Os jovens da ONG auxiliados por outros jovens aproximaram-se dos homens e perguntaram, para dar partida a uma nova rodada de negociações. O aluno da Universidade do México já chamava aquilo de Cúpula do Zócalo. Perguntaram onde queriam os homens terras para plantar. O velho respondeu de pronto: "Chapultepec."

Estão loucos?” Responderam os jovens. "O parque é um patrimônio da Cidade do México, com não sei quantas mil visitas por dia, e além disso está muito próximo de Polanco, um bairro chique. Tem o Museo Nacional de Antropologia. Vão querer plantar nele também? Escolham outro local."

Então”, respondeu o velho, não sem antes conferenciar com o menos velho, “queremos terras em Coyoacán, porque foi lá que Hernán Cortés se fixou antes de tomar a Cidade do México.”

"Loucos!" Responderam os jovens em uníssono.

"Vão querer plantar na Casa de Frida Kahlo também? Ou no Museu do Trotsky? Escolham outro lugar, alguma coisa razoável, para começarmos alguma negociação com o governo."

Então”, respondeu novamente o velho, não sem antes conferenciar com quatro ou cinco bundas adjacentes, “queremos terras em Teotihuacán.”

"Dios", responderam os jovens na mesma hora, "vocês enlouqueceram de vez. Lá está um dos mais importantes sítios arqueológicos do México, com as pirâmides do Sol e da Lua. Vão querer acabar com o turismo também? Lá não tem como plantar nada."

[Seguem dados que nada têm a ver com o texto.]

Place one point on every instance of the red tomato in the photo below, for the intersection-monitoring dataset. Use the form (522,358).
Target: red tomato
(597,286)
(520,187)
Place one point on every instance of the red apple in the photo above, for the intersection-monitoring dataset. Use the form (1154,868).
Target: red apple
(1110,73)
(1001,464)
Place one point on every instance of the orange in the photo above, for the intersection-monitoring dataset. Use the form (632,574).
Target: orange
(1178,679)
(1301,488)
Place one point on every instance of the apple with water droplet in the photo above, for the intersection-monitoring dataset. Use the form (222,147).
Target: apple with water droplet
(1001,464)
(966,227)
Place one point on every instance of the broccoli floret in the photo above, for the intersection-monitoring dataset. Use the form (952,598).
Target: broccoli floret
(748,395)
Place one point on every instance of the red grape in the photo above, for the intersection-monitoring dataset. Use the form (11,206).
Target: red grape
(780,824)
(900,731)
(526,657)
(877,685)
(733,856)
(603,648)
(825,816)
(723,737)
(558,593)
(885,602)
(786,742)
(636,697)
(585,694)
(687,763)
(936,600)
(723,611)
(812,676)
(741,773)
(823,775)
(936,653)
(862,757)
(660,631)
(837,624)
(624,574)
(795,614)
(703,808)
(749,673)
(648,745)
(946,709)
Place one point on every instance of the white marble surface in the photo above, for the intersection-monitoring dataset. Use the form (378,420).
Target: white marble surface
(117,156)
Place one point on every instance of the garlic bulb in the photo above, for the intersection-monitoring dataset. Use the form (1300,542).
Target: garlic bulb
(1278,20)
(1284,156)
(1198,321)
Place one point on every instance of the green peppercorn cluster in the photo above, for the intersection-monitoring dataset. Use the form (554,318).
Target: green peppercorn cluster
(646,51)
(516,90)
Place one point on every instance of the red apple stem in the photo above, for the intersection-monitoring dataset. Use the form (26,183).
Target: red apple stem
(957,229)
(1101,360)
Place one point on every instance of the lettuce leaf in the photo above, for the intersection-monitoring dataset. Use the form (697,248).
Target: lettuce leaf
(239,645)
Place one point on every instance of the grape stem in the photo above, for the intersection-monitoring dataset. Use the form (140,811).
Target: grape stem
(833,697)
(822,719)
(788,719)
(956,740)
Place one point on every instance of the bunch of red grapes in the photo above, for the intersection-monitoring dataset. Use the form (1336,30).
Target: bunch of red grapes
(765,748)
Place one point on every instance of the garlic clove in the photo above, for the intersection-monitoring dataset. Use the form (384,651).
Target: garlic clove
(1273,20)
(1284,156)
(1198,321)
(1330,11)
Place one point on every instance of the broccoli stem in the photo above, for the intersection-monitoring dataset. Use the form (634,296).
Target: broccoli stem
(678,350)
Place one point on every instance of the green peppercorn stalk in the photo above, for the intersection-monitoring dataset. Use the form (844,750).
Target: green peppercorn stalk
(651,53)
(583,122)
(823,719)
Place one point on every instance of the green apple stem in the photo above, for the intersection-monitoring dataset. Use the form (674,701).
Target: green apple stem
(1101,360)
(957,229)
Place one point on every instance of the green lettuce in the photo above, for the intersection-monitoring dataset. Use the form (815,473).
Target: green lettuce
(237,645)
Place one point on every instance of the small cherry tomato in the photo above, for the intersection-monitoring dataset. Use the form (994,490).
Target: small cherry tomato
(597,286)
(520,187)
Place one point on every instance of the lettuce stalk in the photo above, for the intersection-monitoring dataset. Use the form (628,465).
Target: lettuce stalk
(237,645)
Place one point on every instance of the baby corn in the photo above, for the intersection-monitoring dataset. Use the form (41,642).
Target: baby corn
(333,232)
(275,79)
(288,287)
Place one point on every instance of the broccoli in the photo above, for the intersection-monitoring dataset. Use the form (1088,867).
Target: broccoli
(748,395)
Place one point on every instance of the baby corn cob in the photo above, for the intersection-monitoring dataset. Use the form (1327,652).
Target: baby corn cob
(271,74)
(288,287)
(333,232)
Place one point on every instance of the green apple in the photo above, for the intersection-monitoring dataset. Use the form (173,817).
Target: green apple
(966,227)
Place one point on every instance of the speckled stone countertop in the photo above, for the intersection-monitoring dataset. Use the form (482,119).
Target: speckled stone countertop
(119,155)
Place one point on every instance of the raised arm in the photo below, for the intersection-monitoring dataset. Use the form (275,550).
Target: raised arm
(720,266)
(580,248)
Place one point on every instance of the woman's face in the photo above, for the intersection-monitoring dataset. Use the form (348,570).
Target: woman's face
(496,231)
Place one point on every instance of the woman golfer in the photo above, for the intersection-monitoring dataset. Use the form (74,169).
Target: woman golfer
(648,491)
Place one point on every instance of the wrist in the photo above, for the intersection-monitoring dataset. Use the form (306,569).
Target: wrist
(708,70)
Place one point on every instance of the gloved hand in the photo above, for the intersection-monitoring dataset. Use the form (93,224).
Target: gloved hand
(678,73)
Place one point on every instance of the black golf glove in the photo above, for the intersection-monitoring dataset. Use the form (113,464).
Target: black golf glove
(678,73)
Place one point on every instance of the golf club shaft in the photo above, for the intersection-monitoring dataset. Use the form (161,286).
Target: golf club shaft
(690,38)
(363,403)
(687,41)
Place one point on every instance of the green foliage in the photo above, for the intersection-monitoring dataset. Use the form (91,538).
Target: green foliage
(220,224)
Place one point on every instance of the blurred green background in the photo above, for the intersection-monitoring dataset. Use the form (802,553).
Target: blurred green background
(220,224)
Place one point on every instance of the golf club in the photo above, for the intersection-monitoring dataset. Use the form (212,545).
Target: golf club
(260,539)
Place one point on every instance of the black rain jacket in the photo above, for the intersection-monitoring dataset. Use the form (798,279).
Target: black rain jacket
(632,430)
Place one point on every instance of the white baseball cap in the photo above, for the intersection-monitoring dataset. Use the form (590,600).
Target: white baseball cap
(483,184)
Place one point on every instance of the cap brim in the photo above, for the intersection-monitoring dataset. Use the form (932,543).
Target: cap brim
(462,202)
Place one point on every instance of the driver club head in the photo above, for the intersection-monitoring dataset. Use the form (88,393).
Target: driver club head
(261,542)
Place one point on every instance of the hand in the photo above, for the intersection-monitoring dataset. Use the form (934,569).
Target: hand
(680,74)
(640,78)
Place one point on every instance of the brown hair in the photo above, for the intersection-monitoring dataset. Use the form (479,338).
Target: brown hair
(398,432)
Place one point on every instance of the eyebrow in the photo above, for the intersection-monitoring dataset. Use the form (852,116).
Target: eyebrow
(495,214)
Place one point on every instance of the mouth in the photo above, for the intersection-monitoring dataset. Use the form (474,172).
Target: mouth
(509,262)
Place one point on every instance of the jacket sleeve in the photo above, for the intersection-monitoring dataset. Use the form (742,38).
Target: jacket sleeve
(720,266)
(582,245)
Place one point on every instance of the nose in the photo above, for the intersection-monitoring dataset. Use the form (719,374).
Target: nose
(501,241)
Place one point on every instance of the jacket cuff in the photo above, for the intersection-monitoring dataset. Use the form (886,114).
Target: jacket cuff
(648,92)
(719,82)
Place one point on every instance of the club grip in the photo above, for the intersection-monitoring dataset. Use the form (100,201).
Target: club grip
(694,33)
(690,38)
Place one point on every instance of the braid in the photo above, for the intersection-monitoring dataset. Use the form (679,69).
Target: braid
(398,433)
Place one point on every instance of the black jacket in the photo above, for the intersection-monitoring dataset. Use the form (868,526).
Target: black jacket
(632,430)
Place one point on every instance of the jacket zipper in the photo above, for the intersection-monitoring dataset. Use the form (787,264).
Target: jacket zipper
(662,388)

A esta hora, sol se pondo, o Zócalo foi se esvaziando, cada um procurando um ponto de descanso ou de retorno para casa. Só os homens, extenuados, permaneciam firmes em sua manifestação. Nem a polícia estava preocupada, nem as turistas americanas que já haviam debandado há muito tempo, nem os Mariachis, nem o cardeal, só os jovens, estes eternos idealistas e lutadores pela justiça, procuravam uma saída honrosa para os homens. Conferenciaram entre eles por uns dez minutos e encontraram uma solução boa para os dois lados, digamos assim.

Propuseram que os homens encontrassem terras para plantar no Texas ou na Califórnia. Os jovens arranjariam um meio de atravessarem a fronteira.

Lá também é terra de ustedes”, disseram. Os homens aceitaram, talvez mais por cansaço do que por loucura.